If you find it tough to complete the simplest of household chores without getting waylaid by an impromptu four-hour Pro Evo session, then imagine how hard it is to pull a mega-budget film together while adhering to a strict schedule handed down from on high. Today we have updates on two high-profile movie lollygaggers, with the international trailer for Clash of the Titans and a TV spot for Martin Scorsese's Shutter Island.
Of those two flicks, the delays to hit Clash of the Titans are by far the most minor. Warner Bros. and director Louis Leterrier (The Incredible Hulk) had long been committed to delivering their update on the 1981 Harryhausen-endowed mythic adventure of the same name for a release date of 26 March this year. This would not only have ensured that they were pretty much the first blockbuster to hit theatres in 2010 (the similarly-themed Percy Jackson movie is out sooner, but seems unlikely to encroach too heavily on the action crowd that Titans appears to be angling for), it would also have meant that Leterrier's all-star affair would be opening in the precise same window of the year that delivered such stellar box-office returns for the Warners-distributed 300 in 2007.

This latter point seems an important one, because while such an omen may appear an irrelevance to a normal human being, to a movie exec who has staked their continuing career on a particular film's success, it must look very significant indeed. 300 featured a lot of chiselled macho hunks waving their swords around in a special-effects heavy, action-laden, MTV interpretation of one of the great tales of ancient civilisation. Meanwhile, Clash of the Titans seems to feature a lot of chiselled macho hunks waving their swords around in what looks like a special-effects heavy, action-laden, MTV interpretation of one of the great tales of ancient civilisation. Ergo, if one opened at a particular time of the year and was a monster hit, then so it follows that if the other opens at the same time of year then it too will be a hit of equivalent monstrosity. Why, by pursuing this vein of Johnnie Cochran reasoning we could probably knock up a quick doctoral thesis on why movie audiences will only watch sword-swinging epics in the last weekend of March.
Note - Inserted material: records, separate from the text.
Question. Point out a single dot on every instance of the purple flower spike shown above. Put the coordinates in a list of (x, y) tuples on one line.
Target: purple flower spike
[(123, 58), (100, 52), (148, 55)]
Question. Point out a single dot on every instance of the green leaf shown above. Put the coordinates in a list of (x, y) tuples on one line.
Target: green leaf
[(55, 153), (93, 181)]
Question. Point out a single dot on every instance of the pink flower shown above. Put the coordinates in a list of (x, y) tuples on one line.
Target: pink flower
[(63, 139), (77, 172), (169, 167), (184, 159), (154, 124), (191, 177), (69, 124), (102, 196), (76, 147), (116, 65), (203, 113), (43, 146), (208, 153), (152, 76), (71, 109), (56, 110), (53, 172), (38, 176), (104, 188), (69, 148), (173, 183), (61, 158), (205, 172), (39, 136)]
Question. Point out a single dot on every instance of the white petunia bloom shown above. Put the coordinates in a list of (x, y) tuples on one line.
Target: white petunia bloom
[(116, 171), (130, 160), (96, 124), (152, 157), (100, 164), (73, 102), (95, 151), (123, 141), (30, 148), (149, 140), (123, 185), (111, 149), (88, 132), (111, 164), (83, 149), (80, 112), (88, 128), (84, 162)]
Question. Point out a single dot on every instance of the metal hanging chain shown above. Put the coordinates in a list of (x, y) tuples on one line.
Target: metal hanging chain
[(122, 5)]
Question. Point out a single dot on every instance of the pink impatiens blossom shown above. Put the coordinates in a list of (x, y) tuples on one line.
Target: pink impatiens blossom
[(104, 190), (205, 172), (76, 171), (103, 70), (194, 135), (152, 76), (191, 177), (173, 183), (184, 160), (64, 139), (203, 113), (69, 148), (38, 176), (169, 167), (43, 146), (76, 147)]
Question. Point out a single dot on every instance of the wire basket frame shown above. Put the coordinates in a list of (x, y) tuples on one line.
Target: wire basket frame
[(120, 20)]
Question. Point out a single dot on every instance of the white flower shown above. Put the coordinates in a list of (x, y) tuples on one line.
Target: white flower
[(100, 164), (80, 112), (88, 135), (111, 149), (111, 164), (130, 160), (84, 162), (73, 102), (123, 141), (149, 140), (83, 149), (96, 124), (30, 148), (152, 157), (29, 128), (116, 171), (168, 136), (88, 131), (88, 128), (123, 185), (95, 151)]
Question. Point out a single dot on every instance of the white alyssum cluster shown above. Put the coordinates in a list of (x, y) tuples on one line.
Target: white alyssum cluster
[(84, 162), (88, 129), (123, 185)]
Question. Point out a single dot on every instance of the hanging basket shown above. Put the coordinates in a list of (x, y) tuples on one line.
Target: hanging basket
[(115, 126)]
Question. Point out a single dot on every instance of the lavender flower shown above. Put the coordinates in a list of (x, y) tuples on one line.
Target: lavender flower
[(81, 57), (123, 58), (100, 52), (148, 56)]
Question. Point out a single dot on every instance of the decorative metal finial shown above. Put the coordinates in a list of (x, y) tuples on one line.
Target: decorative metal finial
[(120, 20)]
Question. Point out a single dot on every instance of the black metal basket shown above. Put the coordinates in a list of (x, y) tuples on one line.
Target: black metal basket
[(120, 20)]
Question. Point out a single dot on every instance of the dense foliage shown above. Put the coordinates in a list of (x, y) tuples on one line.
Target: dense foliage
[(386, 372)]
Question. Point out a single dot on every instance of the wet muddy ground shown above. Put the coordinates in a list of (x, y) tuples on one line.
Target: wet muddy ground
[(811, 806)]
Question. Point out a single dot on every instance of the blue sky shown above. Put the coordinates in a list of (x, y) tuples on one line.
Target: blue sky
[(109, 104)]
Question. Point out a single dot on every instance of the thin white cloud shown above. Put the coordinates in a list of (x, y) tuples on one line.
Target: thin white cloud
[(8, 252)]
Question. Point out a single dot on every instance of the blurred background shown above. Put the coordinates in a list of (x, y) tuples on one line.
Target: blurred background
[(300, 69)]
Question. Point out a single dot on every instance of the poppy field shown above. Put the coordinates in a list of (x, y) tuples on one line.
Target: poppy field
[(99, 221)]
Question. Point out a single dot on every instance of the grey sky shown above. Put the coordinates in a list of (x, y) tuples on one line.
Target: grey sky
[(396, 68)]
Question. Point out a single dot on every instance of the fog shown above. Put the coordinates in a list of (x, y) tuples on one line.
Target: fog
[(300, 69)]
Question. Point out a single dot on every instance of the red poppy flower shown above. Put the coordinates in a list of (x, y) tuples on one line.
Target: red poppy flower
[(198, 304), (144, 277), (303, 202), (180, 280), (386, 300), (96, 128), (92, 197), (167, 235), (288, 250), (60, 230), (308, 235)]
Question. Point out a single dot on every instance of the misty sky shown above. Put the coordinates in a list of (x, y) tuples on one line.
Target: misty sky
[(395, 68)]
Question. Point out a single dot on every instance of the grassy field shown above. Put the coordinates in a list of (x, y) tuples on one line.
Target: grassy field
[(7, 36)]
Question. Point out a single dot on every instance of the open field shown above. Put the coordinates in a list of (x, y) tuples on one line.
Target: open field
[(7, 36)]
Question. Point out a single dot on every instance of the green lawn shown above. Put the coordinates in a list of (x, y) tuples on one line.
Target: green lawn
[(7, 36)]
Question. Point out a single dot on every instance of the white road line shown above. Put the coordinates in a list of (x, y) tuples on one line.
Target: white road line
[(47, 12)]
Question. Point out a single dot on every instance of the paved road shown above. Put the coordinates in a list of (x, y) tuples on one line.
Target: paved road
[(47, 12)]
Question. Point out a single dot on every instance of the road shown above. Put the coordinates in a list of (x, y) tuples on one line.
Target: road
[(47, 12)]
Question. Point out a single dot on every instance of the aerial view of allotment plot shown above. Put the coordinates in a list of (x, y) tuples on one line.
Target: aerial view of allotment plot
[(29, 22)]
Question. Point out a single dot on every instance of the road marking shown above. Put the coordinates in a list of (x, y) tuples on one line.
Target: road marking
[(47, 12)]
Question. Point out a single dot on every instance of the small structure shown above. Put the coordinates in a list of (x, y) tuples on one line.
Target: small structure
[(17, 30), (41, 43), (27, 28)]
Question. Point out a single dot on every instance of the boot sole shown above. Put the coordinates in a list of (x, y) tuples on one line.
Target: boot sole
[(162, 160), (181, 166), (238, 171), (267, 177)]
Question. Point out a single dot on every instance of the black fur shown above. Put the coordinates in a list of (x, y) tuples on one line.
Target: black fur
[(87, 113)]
However the problem with omens is when one butts up against another. What do you do when your tarot reader is telling you one thing and your astrologer something entirely different? Sack them both as a pair of useless charlatans and spend the money you subsequently save on gifts for your loved ones? Not bloody likely. The superstitious subject simply has to make a decision on which portent they are going to put their shirt on. And thus it has worked out for Clash of the Titans, with the recent success of Avatar having sent Hollywood what they believe is the most crystalline of clear messages: make films in 3D and they will gross $2b. Consequently Warners are now converting Titans into 3D, in order to soak up some of that Avatar golden goose magic, with that 'artistic' decision having forced Leterrier's movie to forfeit its 26 March opening.

Den of Geek, amongst others, reckons that the refitted Clash of the Titans will now invade theatres a week later, on 2 April, and ahead of that momentous cultural occasion, there is a new international trailer available to view (first seen at IGN). There is some fresh footage bound up in there somewhere, although the major impressions remain the same as those left by the previous US trailer: that the rock soundtrack is horrible; that the supposedly show-stopping Kraken is a deeply unimpressive CG spod; and that Liam Neeson's Zeus and Ralph Fiennes' Hades are not engaged in any fraternal mystic war for the very future of the Earth and Olympus alike, rather they are having a 'Who Can Dress Like the Biggest Berk?' contest. Which Neeson is currently winning, thanks to his tinfoil all-over body condom.
Making Clash of the Titans' seven day hold-up look like a mere burst of spume in seven seas of delay, audiences will finally get their chance to see Martin Scorsese's Shutter Island when it opens on 19 February. The film, a 50s-set thriller based on a novel by Mystic River author Dennis Lehane, had originally been due to open on 2 October last year, before it got shunted by Paramount in a move that instantly killed any awards hopes that it might have had. At the time Deadline Hollywood suggested that Paramount could not afford to give Shutter Island a $50-$60m marketing push in 2009, and also that the studio was hoping for signs of recovery in a DVD sales market that was seen as vital in ensuring Scorsese's flick turned a healthy profit on its lavish budget.

Whatever the truth in such chat, there was real disappointment over Paramount's decision to delay as Shutter Island looks a genuinely promising prospect. The story sees two US marshals (Leonardo DiCaprio and Mark Ruffalo, both apparently set to fast-talking high-trousers mode) arriving at a remote island asylum where a female patient (Emily Mortimer) has seemingly vanished into thin air. A hurricane promptly hits the island and the shit promptly hits the fan, as DiCaprio tries to work out what in the name of Chris Waddle is going on, while getting spooked out by Ben Kingsley's creepy institution chief, Max von Sydow's sinister doc, and Jackie Earle Haley's whackjob inmate. Trying to build some buzz ahead of that fast-looming 19 February release date, a new TV spot for Shutter Island has debuted. Big on excitement and atmosphere, very sketchy on plot and character detail, it will have to suffice till we can see the full movie for ourselves.